Is the description appropriately sized, front-loaded, and free of redundancy?

Front-loaded with core purpose in first sentence. Three short paragraphs: purpose, use cases, returns. Efficient but could combine the returns line into the first paragraph. No wasted words.

Shorter descriptions cost fewer tokens and are easier for agents to parse. Every sentence should earn its place.

Completeness3/5

Given the tool's complexity, does the description cover enough for an agent to succeed on first attempt?

Given 7 parameters (2 required), 100% schema coverage, and an output schema (exists), the description adequately covers main behavior and parameter semantics. However, gaps remain: no explanation of how to retrieve the final output (though sibling tool kling_get_task exists), no mention of file size limits or supported formats, and the 'keep_original_sound' field is vague ('default depends on API').

Complex tools with many parameters or behaviors need more documentation. Simple tools need less. This dimension scales expectations accordingly.

Parameters4/5

Does the description clarify parameter syntax, constraints, interactions, or defaults beyond what the schema provides?

Schema coverage is 100%, baseline 3. Description adds value beyond schema: explains what 'character_orientation' values mean, that 'prompt' is optional for extra guidance, and that 'keep_original_sound' accepts 'yes'/'no'. Clarifies that 'callback_url' is for async notifications.

Input schemas describe structure but not intent. Descriptions should explain non-obvious parameter relationships and valid value ranges.

Purpose5/5

Does the description clearly state what the tool does and how it differs from similar tools?

The description explicitly states 'Transfer motion from a reference video to a character image' with specific verb ('animate') and resource ('character image'). It clearly differentiates from siblings like kling_generate_video (raw video generation) and kling_generate_video_from_image (single image to video without motion reference).

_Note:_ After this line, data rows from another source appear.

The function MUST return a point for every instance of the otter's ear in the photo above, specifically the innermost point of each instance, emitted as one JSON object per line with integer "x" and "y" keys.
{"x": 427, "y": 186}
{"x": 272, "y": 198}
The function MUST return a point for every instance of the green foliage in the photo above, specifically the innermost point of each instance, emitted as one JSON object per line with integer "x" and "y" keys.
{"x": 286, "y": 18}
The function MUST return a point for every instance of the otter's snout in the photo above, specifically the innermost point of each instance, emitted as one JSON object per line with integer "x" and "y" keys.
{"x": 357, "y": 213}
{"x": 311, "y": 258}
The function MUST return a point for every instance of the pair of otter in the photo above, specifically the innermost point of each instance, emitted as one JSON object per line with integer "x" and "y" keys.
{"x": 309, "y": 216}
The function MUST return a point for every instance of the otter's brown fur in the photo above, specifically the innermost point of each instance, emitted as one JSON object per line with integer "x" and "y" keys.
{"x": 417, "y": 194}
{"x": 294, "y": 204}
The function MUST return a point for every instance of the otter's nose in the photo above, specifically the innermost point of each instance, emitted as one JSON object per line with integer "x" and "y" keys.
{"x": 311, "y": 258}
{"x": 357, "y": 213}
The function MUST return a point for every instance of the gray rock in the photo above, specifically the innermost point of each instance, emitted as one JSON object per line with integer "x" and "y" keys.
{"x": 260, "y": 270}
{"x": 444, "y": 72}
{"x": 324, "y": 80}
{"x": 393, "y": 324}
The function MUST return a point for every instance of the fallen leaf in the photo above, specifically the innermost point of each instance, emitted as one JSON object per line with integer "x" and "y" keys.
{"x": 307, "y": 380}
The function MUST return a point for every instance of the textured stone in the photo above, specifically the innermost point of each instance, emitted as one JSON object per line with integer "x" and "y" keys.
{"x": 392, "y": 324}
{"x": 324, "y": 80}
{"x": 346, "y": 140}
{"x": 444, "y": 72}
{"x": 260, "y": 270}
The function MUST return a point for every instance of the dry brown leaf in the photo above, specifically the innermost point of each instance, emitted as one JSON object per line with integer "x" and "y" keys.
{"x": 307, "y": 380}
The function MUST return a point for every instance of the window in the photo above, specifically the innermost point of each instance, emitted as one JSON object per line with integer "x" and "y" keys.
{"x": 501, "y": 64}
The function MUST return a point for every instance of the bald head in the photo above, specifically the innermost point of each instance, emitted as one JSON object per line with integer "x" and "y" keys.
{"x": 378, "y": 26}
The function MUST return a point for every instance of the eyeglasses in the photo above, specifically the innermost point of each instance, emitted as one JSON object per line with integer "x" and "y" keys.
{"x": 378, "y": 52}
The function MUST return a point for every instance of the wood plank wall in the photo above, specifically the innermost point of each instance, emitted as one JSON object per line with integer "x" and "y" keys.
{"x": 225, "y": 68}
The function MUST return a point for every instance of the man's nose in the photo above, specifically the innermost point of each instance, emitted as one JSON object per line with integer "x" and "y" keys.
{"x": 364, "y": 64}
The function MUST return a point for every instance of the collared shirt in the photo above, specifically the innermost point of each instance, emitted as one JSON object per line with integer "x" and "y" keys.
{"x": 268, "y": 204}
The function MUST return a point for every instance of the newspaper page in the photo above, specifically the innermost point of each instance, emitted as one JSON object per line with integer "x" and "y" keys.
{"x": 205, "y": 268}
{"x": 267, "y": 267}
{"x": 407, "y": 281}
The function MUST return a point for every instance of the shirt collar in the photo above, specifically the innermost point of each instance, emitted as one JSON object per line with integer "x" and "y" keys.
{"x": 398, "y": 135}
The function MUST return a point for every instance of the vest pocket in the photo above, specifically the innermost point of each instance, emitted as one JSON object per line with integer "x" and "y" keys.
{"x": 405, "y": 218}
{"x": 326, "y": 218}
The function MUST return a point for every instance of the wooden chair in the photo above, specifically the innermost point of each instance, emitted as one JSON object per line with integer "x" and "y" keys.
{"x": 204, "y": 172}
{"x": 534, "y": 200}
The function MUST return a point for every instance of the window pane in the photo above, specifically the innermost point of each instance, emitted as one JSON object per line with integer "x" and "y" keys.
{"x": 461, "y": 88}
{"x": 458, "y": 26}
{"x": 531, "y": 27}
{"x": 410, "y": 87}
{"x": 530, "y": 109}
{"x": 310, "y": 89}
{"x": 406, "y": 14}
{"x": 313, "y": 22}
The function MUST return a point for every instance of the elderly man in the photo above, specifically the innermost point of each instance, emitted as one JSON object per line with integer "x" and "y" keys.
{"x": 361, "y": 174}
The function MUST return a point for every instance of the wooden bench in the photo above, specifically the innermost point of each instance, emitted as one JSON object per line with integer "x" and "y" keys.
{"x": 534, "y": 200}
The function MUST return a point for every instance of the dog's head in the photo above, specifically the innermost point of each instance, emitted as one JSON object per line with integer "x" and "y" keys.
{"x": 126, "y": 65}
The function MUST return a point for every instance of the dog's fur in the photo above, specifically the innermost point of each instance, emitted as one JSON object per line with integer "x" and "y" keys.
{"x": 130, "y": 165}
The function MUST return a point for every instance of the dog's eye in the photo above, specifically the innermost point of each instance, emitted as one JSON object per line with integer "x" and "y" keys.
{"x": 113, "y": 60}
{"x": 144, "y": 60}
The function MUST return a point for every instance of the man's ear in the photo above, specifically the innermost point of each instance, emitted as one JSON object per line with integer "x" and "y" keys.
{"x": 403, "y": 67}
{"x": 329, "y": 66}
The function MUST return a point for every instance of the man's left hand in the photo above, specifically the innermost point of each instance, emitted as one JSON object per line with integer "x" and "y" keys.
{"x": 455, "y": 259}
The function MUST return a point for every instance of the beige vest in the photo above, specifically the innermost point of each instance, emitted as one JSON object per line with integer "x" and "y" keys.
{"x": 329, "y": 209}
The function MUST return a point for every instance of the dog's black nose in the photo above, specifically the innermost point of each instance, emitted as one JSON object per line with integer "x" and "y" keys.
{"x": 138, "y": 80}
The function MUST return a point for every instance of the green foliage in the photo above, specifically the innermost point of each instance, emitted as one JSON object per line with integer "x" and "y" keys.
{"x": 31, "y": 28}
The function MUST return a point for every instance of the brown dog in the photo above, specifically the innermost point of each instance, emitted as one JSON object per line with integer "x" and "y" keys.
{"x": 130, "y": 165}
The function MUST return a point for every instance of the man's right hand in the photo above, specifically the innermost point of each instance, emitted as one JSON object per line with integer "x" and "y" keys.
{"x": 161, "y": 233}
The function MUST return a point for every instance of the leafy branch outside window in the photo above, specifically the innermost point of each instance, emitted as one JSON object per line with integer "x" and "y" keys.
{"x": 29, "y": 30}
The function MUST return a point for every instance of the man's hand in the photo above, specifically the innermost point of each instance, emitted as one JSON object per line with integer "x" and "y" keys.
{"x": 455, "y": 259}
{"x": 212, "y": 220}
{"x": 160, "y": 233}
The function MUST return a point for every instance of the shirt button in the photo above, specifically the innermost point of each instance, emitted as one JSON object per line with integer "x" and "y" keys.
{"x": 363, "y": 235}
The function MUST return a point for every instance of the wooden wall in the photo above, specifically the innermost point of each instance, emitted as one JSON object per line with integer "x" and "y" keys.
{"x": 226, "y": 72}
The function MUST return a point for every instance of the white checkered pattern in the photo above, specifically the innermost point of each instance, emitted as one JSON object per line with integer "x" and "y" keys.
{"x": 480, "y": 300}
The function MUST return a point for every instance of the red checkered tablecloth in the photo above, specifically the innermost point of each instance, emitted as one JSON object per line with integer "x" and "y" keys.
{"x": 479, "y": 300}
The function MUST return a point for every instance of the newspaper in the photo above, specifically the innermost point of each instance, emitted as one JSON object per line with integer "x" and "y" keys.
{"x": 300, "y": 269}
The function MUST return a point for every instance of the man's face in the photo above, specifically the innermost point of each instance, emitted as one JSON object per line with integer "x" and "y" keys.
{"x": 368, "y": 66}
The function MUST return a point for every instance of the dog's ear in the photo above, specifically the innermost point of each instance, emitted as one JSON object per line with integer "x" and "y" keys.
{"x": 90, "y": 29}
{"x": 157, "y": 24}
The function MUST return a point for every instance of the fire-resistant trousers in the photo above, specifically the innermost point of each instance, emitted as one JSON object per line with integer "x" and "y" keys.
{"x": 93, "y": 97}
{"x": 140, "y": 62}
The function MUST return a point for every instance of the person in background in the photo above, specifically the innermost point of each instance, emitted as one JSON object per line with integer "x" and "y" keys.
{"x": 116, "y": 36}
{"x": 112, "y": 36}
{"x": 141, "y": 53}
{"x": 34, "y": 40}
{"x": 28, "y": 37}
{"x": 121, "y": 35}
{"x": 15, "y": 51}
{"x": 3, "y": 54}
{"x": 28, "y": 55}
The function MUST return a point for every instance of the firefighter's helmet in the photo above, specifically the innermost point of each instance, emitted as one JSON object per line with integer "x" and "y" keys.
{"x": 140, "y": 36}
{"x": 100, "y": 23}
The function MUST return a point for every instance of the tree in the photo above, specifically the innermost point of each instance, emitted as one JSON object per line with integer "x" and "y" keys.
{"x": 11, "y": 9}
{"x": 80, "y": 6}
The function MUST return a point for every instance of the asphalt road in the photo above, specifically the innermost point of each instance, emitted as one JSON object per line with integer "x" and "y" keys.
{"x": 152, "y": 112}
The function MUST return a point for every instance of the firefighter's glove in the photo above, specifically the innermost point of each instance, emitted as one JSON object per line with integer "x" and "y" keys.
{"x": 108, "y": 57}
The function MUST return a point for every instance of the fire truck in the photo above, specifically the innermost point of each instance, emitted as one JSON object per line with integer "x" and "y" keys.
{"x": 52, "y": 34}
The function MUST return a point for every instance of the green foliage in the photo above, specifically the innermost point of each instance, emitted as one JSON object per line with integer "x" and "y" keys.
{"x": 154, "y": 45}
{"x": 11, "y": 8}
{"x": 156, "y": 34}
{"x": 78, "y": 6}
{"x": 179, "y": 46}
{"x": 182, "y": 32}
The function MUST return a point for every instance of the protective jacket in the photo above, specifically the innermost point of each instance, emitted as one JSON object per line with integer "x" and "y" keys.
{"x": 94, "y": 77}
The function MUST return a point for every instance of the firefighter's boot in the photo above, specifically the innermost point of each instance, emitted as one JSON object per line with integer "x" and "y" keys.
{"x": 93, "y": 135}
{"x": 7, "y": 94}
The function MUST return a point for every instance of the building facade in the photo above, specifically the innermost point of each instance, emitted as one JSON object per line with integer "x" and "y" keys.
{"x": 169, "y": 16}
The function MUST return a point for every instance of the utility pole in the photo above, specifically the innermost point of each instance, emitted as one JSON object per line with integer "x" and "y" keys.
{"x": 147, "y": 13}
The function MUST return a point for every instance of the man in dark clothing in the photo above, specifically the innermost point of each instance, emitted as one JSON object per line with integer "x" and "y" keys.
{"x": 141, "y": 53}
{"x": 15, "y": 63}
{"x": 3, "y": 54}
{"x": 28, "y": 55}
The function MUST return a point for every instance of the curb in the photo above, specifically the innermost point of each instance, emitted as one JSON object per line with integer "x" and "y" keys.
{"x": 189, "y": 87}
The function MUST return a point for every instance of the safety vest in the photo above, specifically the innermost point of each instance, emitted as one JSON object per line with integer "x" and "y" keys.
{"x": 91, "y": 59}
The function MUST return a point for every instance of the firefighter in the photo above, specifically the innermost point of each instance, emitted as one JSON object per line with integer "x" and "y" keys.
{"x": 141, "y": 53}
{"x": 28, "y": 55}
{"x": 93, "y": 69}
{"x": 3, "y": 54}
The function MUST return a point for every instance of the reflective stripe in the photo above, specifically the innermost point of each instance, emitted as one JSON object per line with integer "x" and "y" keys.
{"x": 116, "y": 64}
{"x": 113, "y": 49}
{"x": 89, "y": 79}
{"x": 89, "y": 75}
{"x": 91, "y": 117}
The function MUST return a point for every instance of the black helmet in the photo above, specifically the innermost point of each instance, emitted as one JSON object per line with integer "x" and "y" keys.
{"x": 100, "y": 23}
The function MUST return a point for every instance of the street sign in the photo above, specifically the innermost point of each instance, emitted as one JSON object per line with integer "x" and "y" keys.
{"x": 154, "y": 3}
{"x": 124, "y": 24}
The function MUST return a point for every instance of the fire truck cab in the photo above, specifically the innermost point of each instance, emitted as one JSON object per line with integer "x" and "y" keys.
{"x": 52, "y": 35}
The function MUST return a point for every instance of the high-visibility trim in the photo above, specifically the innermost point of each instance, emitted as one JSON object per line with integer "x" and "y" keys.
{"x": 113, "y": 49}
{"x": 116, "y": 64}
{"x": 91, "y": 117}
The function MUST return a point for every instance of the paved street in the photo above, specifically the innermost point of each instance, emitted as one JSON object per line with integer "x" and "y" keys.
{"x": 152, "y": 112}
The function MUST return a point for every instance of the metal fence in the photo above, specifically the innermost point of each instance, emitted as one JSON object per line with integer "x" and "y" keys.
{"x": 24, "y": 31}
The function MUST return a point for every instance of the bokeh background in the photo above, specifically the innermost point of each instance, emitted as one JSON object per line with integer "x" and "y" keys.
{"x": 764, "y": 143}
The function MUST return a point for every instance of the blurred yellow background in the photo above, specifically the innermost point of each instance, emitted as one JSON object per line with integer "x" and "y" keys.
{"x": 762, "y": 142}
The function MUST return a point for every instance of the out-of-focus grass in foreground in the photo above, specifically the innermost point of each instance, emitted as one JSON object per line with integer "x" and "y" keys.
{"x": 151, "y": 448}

Agents choose between tools based on descriptions. A clear purpose with a specific verb and resource helps agents select the right tool.

Usage Guidelines4/5

Does the description explain when to use this tool, when not to, or what alternatives exist?

Provides a 'Use this when:' list with three explicit scenarios (animate character, create dance/movement, transfer specific movements). However, it lacks when-not-to-use guidance or comparisons to alternatives like kling_generate_video_from_image for simpler animations.

Agents often have multiple tools that could apply. Explicit usage guidance like "use X instead of Y when Z" prevents misuse.